Entstaubte Historie: „Jeanne du Barry“ von und mit Maïwenn

Gerhard Midding
FALTER:Woche, FALTER:Woche 34/2023 vom 22.08.2023

Wäre es ein anderer Film geworden, hätte Gérard Depardieu die Königsrolle nicht abgelehnt? Gewiss, das Biopic „Jeanne du Barry“ um die letzte Mätresse von Louis XV. wäre ebenso opulent drapiert und verschwenderisch besetzt worden (Pierre Richard als espritvollem Lustgreis). Dass der alternde Monarch hier die zweite Geige spielt, nimmt der nachgerückte Johnny Depp verblüffend servil zur Kenntnis. Die vergnügte, später wehmütige Komplizenschaft, die den Herrscher mit seiner Favoritin (Maïwenn) verbindet, gewinnt mit ihm indes eine sacht modernere Note.

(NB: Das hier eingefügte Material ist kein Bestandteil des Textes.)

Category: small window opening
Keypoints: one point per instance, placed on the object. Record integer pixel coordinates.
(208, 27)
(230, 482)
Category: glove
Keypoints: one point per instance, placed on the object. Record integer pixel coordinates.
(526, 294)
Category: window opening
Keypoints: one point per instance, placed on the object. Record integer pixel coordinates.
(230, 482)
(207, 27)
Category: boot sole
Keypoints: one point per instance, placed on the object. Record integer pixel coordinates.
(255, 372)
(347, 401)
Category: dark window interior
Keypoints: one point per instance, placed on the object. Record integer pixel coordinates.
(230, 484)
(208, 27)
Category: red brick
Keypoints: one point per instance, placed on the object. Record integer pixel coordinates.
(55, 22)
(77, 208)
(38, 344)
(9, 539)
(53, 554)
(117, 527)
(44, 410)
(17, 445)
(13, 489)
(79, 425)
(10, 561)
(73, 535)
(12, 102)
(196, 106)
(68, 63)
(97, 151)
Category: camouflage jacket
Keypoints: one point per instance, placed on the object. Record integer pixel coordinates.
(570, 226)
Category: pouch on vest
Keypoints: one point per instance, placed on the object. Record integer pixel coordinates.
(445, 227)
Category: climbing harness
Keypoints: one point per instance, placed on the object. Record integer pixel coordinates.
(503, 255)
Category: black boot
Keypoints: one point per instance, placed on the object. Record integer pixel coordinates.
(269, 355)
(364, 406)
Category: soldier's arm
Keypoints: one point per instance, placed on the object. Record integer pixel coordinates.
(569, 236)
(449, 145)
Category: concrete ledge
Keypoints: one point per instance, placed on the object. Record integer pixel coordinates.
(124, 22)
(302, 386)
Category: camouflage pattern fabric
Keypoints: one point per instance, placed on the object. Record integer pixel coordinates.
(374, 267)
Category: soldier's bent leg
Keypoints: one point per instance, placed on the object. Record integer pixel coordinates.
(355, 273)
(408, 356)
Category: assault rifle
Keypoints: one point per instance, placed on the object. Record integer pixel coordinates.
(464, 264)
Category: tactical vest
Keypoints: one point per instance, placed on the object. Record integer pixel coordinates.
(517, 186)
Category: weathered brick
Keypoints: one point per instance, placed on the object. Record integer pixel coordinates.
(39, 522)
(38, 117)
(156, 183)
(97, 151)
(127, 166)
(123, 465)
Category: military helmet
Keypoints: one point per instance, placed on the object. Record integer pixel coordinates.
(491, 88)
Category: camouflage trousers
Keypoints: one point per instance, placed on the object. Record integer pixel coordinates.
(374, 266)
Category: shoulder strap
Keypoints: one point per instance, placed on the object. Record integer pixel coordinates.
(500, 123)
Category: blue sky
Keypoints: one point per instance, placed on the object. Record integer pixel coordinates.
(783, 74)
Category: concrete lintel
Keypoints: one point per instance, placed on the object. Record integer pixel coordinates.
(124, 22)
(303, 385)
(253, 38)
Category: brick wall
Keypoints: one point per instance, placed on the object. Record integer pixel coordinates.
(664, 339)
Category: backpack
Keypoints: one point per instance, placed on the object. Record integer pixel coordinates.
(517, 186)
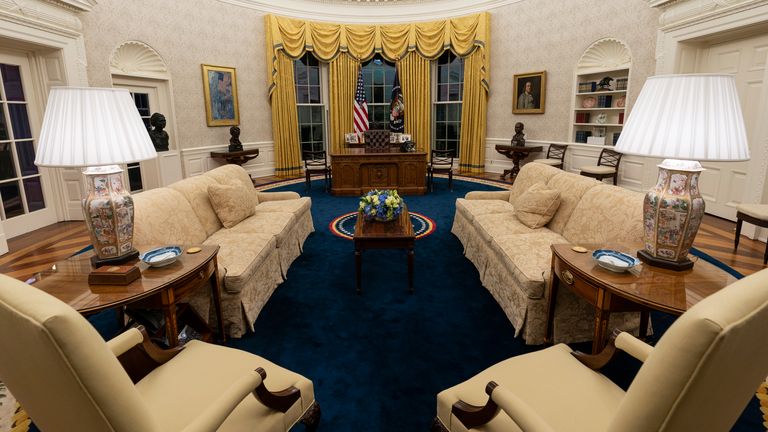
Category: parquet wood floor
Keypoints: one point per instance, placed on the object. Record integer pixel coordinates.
(36, 251)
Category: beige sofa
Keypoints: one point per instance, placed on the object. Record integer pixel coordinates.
(514, 260)
(254, 255)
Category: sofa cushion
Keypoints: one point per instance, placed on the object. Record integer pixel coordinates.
(572, 187)
(232, 203)
(241, 256)
(473, 208)
(536, 206)
(607, 214)
(529, 258)
(195, 190)
(164, 217)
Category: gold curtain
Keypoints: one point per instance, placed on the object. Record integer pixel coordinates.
(343, 83)
(414, 73)
(474, 108)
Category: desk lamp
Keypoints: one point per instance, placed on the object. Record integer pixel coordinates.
(98, 128)
(683, 119)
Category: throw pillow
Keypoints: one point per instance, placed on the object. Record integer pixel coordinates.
(536, 206)
(231, 202)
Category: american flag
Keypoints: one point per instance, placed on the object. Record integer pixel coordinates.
(360, 107)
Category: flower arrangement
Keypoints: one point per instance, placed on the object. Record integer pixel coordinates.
(385, 205)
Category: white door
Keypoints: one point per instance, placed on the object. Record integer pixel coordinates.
(723, 185)
(24, 189)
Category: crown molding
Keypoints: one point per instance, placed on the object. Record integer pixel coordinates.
(371, 11)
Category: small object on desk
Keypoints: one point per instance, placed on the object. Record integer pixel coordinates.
(114, 275)
(614, 261)
(162, 256)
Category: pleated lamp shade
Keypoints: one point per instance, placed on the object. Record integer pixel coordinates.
(86, 126)
(691, 117)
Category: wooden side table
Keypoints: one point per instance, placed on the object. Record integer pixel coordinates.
(654, 288)
(159, 288)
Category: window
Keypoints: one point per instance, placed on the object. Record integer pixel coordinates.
(378, 75)
(309, 103)
(450, 87)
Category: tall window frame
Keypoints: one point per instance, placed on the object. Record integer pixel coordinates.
(310, 81)
(448, 90)
(378, 75)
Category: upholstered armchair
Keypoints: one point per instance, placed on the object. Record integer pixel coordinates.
(67, 378)
(699, 377)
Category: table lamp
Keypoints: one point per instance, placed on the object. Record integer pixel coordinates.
(683, 119)
(97, 128)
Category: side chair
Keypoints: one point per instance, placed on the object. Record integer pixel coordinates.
(316, 163)
(68, 378)
(441, 162)
(607, 166)
(555, 156)
(699, 377)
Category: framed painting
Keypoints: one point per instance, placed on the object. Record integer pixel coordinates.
(220, 91)
(529, 93)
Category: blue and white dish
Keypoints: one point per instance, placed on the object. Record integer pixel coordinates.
(614, 260)
(161, 256)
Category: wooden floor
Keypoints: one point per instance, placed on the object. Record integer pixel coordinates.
(39, 249)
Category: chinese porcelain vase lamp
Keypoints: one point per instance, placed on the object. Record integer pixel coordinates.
(683, 119)
(98, 128)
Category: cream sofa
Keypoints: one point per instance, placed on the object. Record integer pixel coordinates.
(254, 255)
(514, 260)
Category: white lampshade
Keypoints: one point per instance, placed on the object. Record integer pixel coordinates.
(692, 117)
(85, 126)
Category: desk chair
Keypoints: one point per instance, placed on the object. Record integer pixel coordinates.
(441, 162)
(607, 166)
(699, 377)
(316, 163)
(756, 214)
(555, 156)
(67, 378)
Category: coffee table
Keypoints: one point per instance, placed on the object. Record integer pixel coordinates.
(652, 288)
(157, 288)
(397, 234)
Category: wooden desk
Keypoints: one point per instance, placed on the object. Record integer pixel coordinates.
(516, 153)
(355, 172)
(160, 288)
(654, 288)
(397, 234)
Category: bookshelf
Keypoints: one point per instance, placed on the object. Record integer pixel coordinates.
(597, 111)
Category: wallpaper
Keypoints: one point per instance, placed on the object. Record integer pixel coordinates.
(187, 34)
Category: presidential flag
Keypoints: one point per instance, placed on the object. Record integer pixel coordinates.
(360, 107)
(397, 108)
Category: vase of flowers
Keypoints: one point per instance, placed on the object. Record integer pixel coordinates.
(383, 206)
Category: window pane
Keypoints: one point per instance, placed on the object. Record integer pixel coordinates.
(34, 193)
(19, 121)
(26, 153)
(12, 82)
(11, 199)
(7, 169)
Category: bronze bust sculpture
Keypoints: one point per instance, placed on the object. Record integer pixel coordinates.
(519, 139)
(234, 140)
(157, 134)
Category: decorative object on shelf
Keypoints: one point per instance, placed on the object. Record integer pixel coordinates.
(157, 134)
(529, 93)
(383, 206)
(518, 140)
(98, 128)
(234, 139)
(220, 91)
(162, 256)
(614, 261)
(605, 84)
(589, 102)
(671, 120)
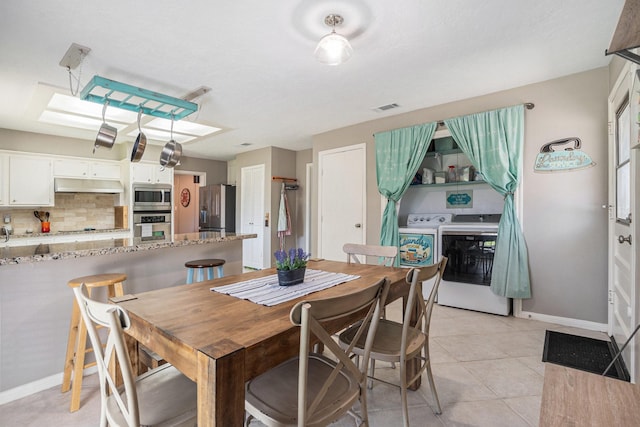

Das zwischen Intimität und Öffentlichkeit schillernde Leben der anstößigen Kurtisane hat bereits die Fantasie vieler Meister der erlesenen Schlüpfrigkeit (Ernst Lubitsch, Cole Porter und fast auch Sacha Guitry) angeregt. Auch für Maïwenn beherrscht sie die Kunst der gehobenen Anzüglichkeit, ist eine sattelfeste Tabubrecherin und unbegabte Intrigantin. Nie erscheint die Kokotte mit dem großen Herzen als frivoler Charakter. Die Regisseurin würde sie gern als Heldin der Aufklärung feiern, aber das Drehbuch gibt ihr dazu nur sporadisch Handhabe. Insgeheim erzählt die Ex-Frau Luc Bessons auch ihre eigene Geschichte als ausgestoßene Favoritin, die sich im Filmgeschäft durchsetzt.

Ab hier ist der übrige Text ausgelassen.